Members of Iran’s parliament said in an open letter last week that Sistan and Baluchistan’s water reserves would be exhausted by mid-September, leaving the provincial population of about two million with little choice but to leave.
“We will see a humanitarian disaster,” warned the letter, signed by 200 lawmakers.
Like other Iranian officials, they accused Afghanistan’s Taliban administration of restricting the river’s flow in violation of a 1973 treaty that divided the rights to its waters, and they demanded that the Taliban reopen the spigot. Afghanistan, however, says there is simply less water to send.
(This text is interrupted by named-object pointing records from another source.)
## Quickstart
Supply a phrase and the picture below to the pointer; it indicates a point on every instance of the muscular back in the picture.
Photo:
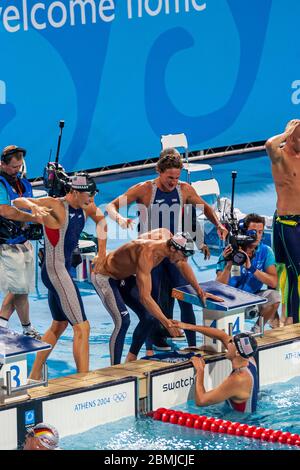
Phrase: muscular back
(125, 261)
(286, 175)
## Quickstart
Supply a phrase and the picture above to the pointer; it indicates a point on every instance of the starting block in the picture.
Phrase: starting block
(14, 348)
(228, 315)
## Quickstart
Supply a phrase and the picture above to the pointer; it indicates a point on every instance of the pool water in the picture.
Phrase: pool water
(278, 408)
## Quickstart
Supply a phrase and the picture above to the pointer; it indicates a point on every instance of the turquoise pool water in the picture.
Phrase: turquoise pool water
(279, 408)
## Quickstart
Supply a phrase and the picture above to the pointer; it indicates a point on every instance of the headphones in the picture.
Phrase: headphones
(7, 154)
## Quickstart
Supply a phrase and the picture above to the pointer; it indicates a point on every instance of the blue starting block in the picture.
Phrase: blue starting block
(14, 348)
(228, 315)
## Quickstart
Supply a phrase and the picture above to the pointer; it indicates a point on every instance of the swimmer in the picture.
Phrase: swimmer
(166, 202)
(62, 229)
(284, 152)
(41, 437)
(240, 389)
(138, 258)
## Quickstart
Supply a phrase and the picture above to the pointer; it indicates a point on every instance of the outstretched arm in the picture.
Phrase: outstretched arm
(273, 147)
(48, 210)
(194, 199)
(189, 275)
(144, 283)
(214, 333)
(101, 229)
(274, 144)
(12, 213)
(226, 390)
(132, 195)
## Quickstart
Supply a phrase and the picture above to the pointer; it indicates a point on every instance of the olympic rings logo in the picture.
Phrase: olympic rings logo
(118, 397)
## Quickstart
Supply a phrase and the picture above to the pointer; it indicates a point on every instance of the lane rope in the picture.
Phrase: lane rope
(218, 425)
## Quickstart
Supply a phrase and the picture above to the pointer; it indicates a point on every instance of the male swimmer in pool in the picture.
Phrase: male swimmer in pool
(138, 258)
(240, 388)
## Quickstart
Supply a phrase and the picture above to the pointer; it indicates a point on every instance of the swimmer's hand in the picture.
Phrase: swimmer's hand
(182, 325)
(198, 364)
(97, 264)
(213, 297)
(222, 231)
(206, 295)
(125, 223)
(39, 212)
(172, 330)
(205, 250)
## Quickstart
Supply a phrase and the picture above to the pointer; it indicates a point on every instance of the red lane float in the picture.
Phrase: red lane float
(218, 425)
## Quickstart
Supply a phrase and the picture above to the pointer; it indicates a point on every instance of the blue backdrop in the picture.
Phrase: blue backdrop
(123, 72)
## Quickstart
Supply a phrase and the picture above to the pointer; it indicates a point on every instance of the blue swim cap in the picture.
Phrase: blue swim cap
(46, 434)
(182, 241)
(245, 344)
(83, 182)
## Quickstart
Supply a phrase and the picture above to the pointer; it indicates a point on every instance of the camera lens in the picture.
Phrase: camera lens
(239, 258)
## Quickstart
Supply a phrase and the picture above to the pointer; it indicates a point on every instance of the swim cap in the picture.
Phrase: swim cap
(182, 241)
(46, 434)
(245, 344)
(10, 150)
(83, 182)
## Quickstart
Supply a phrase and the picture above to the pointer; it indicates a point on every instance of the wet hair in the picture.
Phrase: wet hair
(12, 151)
(182, 241)
(257, 219)
(169, 158)
(245, 344)
(46, 434)
(292, 123)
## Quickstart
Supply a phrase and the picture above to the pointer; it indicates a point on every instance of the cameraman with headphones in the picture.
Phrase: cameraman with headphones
(258, 269)
(16, 252)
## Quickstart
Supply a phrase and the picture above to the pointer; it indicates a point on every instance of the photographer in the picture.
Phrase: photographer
(62, 228)
(16, 252)
(258, 269)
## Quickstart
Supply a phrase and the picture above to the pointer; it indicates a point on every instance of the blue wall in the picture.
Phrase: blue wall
(222, 71)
Iran doesn't have friends, and their youth despise the ruling class due to their brutal crackdown on peaceful protests. Their economy shatters due to sanctions, drought, and flash floods. But the regime is doing nothing to not only fight climate change or have plans or policies in place to deal with climate emergencies.
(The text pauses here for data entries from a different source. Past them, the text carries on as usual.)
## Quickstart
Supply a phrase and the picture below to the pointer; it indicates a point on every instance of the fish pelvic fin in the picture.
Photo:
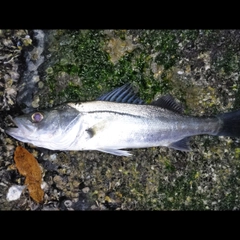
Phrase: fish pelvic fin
(230, 124)
(116, 152)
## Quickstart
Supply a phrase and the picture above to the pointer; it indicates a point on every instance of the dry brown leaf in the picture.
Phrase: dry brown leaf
(28, 166)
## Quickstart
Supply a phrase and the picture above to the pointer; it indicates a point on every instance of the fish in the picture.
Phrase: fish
(118, 121)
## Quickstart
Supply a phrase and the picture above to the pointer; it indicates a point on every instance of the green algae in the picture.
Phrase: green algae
(94, 62)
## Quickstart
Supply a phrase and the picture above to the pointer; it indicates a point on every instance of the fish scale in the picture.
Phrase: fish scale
(117, 121)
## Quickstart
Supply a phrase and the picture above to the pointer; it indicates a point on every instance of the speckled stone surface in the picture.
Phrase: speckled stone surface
(200, 68)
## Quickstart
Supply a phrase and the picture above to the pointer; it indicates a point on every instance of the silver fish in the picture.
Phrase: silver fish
(119, 120)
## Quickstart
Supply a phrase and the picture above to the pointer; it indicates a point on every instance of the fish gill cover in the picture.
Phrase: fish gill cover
(200, 68)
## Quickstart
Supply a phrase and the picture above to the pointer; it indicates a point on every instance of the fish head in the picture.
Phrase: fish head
(45, 129)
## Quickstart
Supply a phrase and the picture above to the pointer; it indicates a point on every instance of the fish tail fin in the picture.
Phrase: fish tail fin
(230, 124)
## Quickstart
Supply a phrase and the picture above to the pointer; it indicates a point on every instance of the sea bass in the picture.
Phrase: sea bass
(119, 120)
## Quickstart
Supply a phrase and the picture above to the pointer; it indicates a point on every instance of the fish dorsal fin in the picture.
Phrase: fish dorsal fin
(169, 103)
(123, 94)
(182, 145)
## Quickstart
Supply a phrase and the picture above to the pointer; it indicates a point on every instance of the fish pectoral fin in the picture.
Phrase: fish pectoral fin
(182, 145)
(116, 152)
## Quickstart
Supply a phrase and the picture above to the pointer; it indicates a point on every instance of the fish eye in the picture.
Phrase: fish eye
(37, 117)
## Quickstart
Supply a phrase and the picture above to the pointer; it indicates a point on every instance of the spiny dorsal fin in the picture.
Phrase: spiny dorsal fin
(123, 94)
(169, 103)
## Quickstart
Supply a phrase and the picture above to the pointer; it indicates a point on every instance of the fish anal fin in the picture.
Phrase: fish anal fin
(182, 145)
(168, 102)
(117, 152)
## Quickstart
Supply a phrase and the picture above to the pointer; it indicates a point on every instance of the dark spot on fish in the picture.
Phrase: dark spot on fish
(91, 132)
(37, 117)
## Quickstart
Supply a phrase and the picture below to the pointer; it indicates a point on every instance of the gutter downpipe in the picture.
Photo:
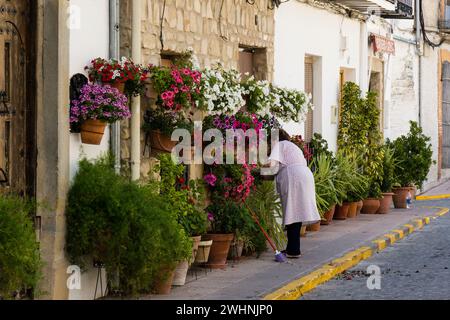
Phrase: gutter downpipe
(114, 53)
(419, 53)
(136, 102)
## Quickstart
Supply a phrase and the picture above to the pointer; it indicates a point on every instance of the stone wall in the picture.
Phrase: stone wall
(213, 29)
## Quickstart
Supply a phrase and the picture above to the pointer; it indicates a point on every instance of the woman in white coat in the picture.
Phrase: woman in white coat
(295, 184)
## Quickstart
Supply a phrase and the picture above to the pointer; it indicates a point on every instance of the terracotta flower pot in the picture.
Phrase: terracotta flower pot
(399, 197)
(219, 249)
(204, 247)
(352, 210)
(370, 206)
(303, 231)
(328, 216)
(313, 227)
(359, 207)
(163, 284)
(179, 278)
(341, 211)
(92, 131)
(161, 142)
(385, 203)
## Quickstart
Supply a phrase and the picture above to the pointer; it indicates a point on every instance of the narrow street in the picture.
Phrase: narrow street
(417, 267)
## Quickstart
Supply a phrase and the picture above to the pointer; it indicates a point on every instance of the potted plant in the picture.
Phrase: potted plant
(414, 153)
(126, 226)
(126, 76)
(95, 108)
(186, 201)
(20, 264)
(390, 164)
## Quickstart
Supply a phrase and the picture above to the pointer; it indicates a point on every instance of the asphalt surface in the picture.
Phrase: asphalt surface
(417, 267)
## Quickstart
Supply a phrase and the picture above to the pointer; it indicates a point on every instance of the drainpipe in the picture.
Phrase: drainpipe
(419, 53)
(114, 53)
(136, 102)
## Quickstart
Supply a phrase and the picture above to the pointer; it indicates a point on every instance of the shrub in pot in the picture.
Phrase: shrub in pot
(186, 201)
(124, 226)
(20, 264)
(95, 108)
(414, 153)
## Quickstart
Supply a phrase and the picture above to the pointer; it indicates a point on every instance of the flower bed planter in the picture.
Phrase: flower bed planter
(399, 197)
(385, 203)
(370, 206)
(219, 249)
(92, 131)
(161, 142)
(328, 216)
(341, 211)
(204, 247)
(352, 210)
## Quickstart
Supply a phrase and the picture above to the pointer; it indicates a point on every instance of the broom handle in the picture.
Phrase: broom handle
(262, 229)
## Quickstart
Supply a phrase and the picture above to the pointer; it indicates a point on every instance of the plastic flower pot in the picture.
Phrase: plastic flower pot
(161, 142)
(370, 206)
(385, 203)
(341, 211)
(180, 274)
(92, 131)
(204, 247)
(328, 216)
(352, 210)
(219, 249)
(399, 197)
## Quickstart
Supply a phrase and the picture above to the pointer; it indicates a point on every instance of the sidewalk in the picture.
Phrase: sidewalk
(253, 278)
(441, 191)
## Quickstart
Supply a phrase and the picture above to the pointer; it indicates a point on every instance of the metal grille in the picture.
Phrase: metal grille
(446, 115)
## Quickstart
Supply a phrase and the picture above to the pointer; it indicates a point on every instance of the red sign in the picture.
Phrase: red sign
(382, 44)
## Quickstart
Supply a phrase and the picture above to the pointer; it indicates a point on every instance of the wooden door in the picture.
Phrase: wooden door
(14, 16)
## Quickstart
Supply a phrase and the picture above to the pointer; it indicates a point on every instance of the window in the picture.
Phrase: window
(446, 115)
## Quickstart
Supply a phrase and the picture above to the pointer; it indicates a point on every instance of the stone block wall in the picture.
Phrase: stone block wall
(214, 29)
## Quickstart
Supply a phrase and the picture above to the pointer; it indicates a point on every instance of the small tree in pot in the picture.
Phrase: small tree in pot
(415, 155)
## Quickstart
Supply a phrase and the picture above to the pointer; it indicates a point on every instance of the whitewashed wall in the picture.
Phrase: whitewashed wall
(300, 30)
(89, 41)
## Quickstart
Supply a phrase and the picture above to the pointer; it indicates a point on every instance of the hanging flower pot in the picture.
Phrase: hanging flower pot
(204, 247)
(370, 206)
(385, 203)
(328, 216)
(92, 131)
(219, 249)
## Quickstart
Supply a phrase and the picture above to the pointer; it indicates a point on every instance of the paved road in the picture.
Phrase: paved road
(417, 267)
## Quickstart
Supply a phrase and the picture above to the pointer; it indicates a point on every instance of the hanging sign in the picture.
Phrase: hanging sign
(382, 44)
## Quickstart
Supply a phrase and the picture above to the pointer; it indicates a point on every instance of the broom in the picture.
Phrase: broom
(279, 257)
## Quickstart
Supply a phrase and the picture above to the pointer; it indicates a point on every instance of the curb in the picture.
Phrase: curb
(298, 287)
(436, 197)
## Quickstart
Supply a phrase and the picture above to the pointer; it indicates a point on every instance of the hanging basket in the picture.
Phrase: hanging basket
(92, 131)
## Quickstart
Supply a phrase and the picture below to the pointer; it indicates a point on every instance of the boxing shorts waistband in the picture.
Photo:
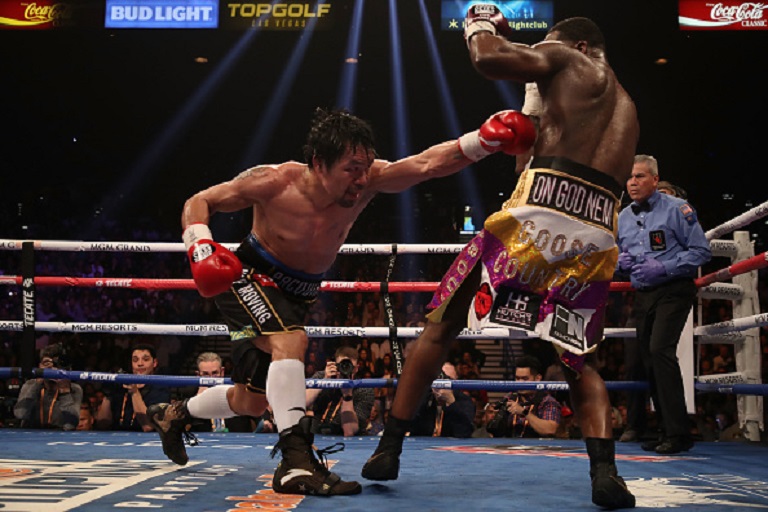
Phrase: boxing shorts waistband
(559, 163)
(671, 282)
(294, 282)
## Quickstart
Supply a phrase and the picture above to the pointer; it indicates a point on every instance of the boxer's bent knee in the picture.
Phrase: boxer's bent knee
(251, 367)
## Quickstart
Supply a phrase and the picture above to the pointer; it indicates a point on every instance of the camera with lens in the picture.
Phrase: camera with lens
(501, 405)
(346, 368)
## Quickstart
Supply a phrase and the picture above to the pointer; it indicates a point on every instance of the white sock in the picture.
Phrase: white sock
(211, 403)
(287, 392)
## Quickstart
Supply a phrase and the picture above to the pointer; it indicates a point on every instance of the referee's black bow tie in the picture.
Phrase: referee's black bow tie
(642, 207)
As one of the world’s top 10 emitters of greenhouse gases, Iran is contributing to the climate crisis taking a mounting toll on human rights around the globe. Most of its emissions are from the energy sector: 94 percent of Iran’s electricity comes from fossil fuels. Iran is the eighth largest producer of crude oil and the third largest producer of natural gas but also has significant renewable energy potential. Energy costs are heavily subsidized, one of the factors leading to a high energy intensity per capita. Iran has taken few steps to reduce reliance on fossil fuels, regularly citing international sanctions as a barrier to transitioning towards cleaner energy. Iran is one of six countries that has not yet ratified the Paris Agreement.
There are longstanding concerns across Iran, and Khuzestan in particular, over mismanagement of water resources and pollution from oil development. For decades, environmental experts have warned that development projects in oil-rich Khuzestan, including the construction of hydroelectric dams, irrigation schemes, and water transfers to neighboring provinces are causing environmental harm and leading to water shortages affecting a range of rights.
Climate change is a serious threat to Iranian livelihoods including from increased temperatures, more frequent and intense forest fires, dust storms, inland flooding, and sea level rise. In 2021, droughts exacerbated long-standing pressures on water resources. The increasing frequency and intensity of droughts is projected to continue, diminishing agricultural productivity compromising food security.